Friday 27 March 2009

Co-accused ‘unaware’ of tracts’ content

A woman who mass-mailed evangelical tracts that the authorities have found objectionable claimed in her defence yesterday that she did not know what was in them.
Fucking Liar!

1 comment:

Guanyu said...

Co-accused ‘unaware’ of tracts’ content

Elena Chong, Straits Times
10 March 2009

A woman who mass-mailed evangelical tracts that the authorities have found objectionable claimed in her defence yesterday that she did not know what was in them.

Dorothy Chan Hien Leng said it was only after her arrest in January last year that she read the 11 publications ‘because I wanted to know why I was arrested’.

The 45-year-old associate director of UBS and her husband allegedly had 439 copies of the seditious tracts at their Bukit Timah condominium in Maplewoods on Jan 30 last year. They were arrested that day.

Her defence mirrored that of her husband, SingTel technical officer Ong Kian Cheong, 50, who completed his defence last week.

They are being tried for distributing the tracts to three Muslim civil servants between March and December 2007, and for possessing similar booklets.

One of the tracts sent out was titled The Little Bride, which the prosecution said would fan ill-will and hostility between Christians and Muslims.

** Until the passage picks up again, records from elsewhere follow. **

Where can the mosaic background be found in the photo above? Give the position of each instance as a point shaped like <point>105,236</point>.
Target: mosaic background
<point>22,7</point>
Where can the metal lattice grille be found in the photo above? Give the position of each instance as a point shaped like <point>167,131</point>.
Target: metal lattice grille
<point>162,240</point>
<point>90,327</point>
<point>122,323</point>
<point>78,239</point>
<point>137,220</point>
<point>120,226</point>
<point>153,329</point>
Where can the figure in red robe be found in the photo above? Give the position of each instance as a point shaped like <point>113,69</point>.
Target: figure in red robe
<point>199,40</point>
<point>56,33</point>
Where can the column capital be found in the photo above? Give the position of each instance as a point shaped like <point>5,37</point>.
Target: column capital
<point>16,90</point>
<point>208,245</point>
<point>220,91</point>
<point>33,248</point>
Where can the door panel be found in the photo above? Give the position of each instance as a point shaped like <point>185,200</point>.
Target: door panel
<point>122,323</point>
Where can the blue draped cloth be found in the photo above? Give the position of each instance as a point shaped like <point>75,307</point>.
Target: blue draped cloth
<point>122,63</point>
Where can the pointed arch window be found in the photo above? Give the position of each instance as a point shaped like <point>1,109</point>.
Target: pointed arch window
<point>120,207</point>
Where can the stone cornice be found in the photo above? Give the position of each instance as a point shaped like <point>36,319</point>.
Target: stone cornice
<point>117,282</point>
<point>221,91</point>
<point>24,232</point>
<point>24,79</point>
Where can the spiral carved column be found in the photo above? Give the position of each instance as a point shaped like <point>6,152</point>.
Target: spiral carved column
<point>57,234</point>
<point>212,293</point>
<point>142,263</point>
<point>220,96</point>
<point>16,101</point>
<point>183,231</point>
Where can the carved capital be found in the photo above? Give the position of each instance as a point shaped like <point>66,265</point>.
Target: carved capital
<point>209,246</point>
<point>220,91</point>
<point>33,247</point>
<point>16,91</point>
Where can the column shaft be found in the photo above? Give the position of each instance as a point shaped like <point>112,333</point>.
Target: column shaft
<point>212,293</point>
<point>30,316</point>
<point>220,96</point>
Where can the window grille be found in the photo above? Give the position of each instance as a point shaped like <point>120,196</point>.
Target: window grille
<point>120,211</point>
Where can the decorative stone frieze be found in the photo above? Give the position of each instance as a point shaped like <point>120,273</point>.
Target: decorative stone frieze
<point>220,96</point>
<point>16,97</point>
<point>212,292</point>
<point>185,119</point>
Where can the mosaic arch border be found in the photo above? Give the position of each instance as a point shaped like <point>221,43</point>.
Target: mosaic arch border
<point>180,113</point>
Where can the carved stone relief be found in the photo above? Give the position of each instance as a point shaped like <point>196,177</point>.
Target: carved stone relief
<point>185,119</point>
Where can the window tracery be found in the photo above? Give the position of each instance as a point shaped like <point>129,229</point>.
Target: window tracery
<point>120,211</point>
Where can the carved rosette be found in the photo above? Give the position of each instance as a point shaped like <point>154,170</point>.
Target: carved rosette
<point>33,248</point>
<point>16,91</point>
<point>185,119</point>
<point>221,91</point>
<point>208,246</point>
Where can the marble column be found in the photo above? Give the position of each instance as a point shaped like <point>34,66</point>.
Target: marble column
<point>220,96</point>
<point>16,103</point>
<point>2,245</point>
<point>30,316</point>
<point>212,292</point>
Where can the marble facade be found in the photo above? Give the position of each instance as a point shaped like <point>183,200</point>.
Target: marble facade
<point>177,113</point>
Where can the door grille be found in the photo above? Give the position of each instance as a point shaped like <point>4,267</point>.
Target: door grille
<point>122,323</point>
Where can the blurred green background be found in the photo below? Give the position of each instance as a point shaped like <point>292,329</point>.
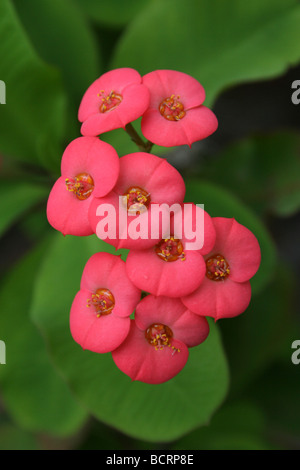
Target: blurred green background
<point>240,389</point>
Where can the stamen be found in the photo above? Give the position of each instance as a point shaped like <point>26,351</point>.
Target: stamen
<point>160,336</point>
<point>103,302</point>
<point>109,101</point>
<point>138,199</point>
<point>172,109</point>
<point>217,268</point>
<point>82,185</point>
<point>170,249</point>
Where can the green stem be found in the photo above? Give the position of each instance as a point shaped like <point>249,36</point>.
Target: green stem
<point>143,146</point>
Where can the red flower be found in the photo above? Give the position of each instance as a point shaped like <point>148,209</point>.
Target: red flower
<point>112,101</point>
<point>168,268</point>
<point>144,180</point>
<point>234,259</point>
<point>156,348</point>
<point>99,318</point>
<point>89,168</point>
<point>176,115</point>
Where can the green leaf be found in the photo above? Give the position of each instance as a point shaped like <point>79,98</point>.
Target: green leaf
<point>12,438</point>
<point>33,115</point>
<point>238,426</point>
<point>219,43</point>
<point>263,171</point>
<point>277,391</point>
<point>219,202</point>
<point>62,37</point>
<point>32,391</point>
<point>16,199</point>
<point>112,12</point>
<point>134,408</point>
<point>253,340</point>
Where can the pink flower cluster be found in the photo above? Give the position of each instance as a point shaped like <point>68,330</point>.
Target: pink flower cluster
<point>169,287</point>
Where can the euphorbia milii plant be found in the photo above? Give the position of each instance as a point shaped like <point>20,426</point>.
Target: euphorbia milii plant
<point>184,276</point>
<point>89,168</point>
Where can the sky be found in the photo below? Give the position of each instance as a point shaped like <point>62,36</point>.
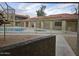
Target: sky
<point>51,8</point>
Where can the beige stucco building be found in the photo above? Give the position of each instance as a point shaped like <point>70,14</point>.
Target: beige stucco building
<point>64,22</point>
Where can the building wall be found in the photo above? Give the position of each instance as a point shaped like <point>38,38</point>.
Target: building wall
<point>71,26</point>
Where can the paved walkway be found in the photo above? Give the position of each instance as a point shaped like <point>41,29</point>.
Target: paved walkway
<point>62,47</point>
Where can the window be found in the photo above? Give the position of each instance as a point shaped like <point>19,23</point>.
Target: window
<point>58,23</point>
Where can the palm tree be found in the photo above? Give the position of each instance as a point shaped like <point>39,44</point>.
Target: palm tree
<point>41,12</point>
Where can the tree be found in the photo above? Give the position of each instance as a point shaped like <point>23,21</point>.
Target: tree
<point>41,12</point>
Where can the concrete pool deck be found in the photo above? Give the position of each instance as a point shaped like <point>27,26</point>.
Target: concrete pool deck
<point>62,47</point>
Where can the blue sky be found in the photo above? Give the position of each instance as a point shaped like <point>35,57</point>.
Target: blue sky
<point>51,8</point>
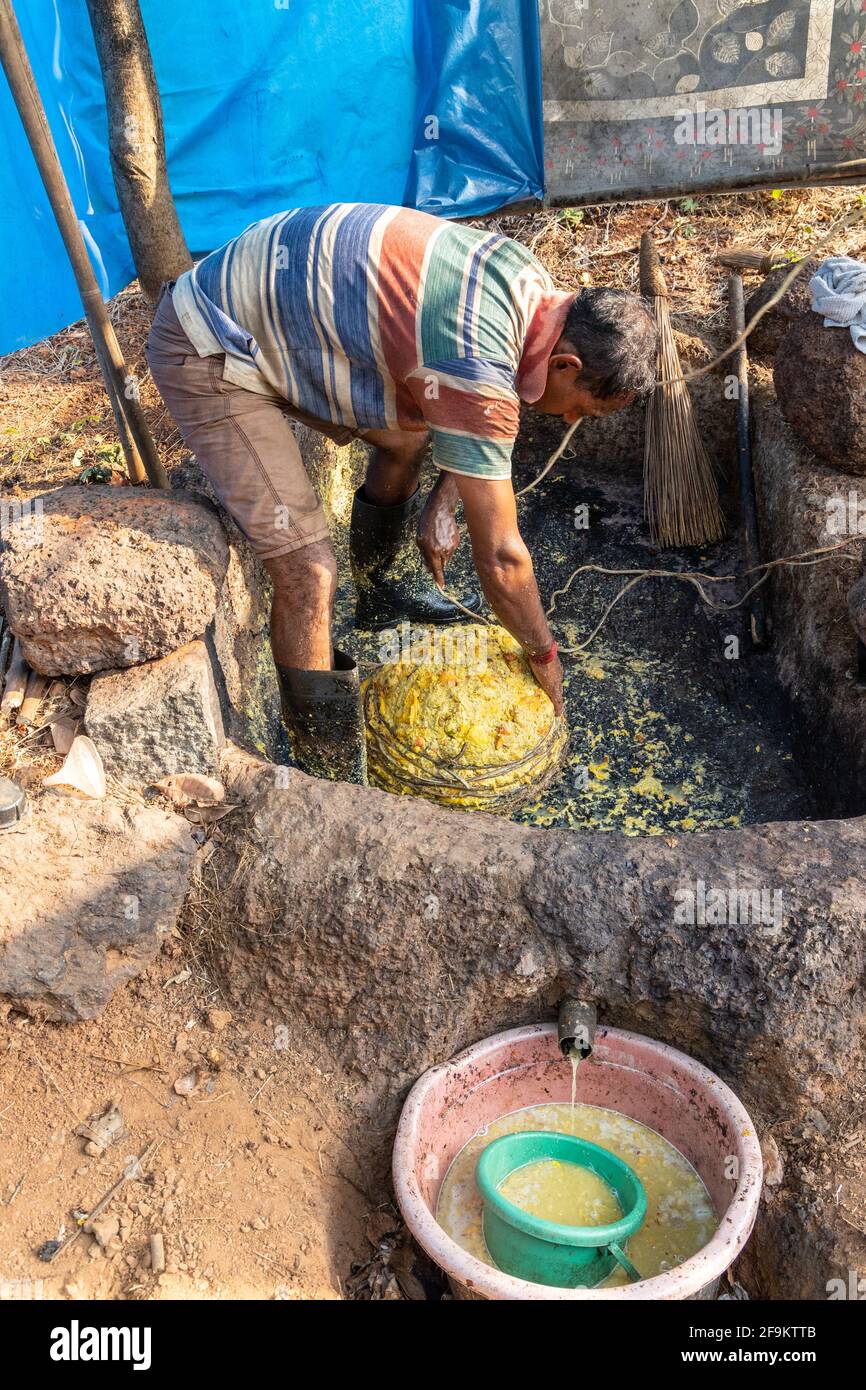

Chan, who had been distributing Christian tracts for 20 years, said she did not know what she had been arrested for.

Replying to a query from her lawyer, Mr. Selva Naidu, she said she did not think she was doing anything wrong by mailing out the tracts. In fact, she said, she and her husband believed it was a good way to evangelise.

She told the court that she hoped people would come to know ‘the saving knowledge of Jesus Christ’.

‘We were sowing the Gospel seed,’ she said.

She bought the tracts from Tecman in Bras Basah Complex and another now-defunct bookshop in Bukit Timah Plaza. She also wrote to distributors and societies overseas for other titles.

Later, for convenience and cost, she went online and ordered tracts from Chick Publications, which she said was an established American outfit with annual sales of US$2.9 million (S$4.5 million).

When she and her husband started out, they simply dropped tracts in letter boxes at Housing Board blocks.

In the late 1990s, she began mailing them to people whose names she picked out randomly from the phone book.

She claimed to have read only some of the tracts, and that she stopped reading them in 2004.

She added that she did not show them to her husband.

Cross-examined by Deputy Public Prosecutor Anandan Bala, she confirmed that her husband had not read the 11 tracts, which were ‘very doctrinal’.

She said she was unsure if he could understand them as he was a ‘technical man’ and not much of a reader.

She agreed with the DPP, however, that they could be offensive to people of different religions, including even Roman Catholics.

Asked whether she agreed that a practising Catholic would be offended by the publication Are Roman Catholics Christians?, Chan replied: ‘It could cause great offence, or it could cause the Catholics to turn around and believe in Jesus.’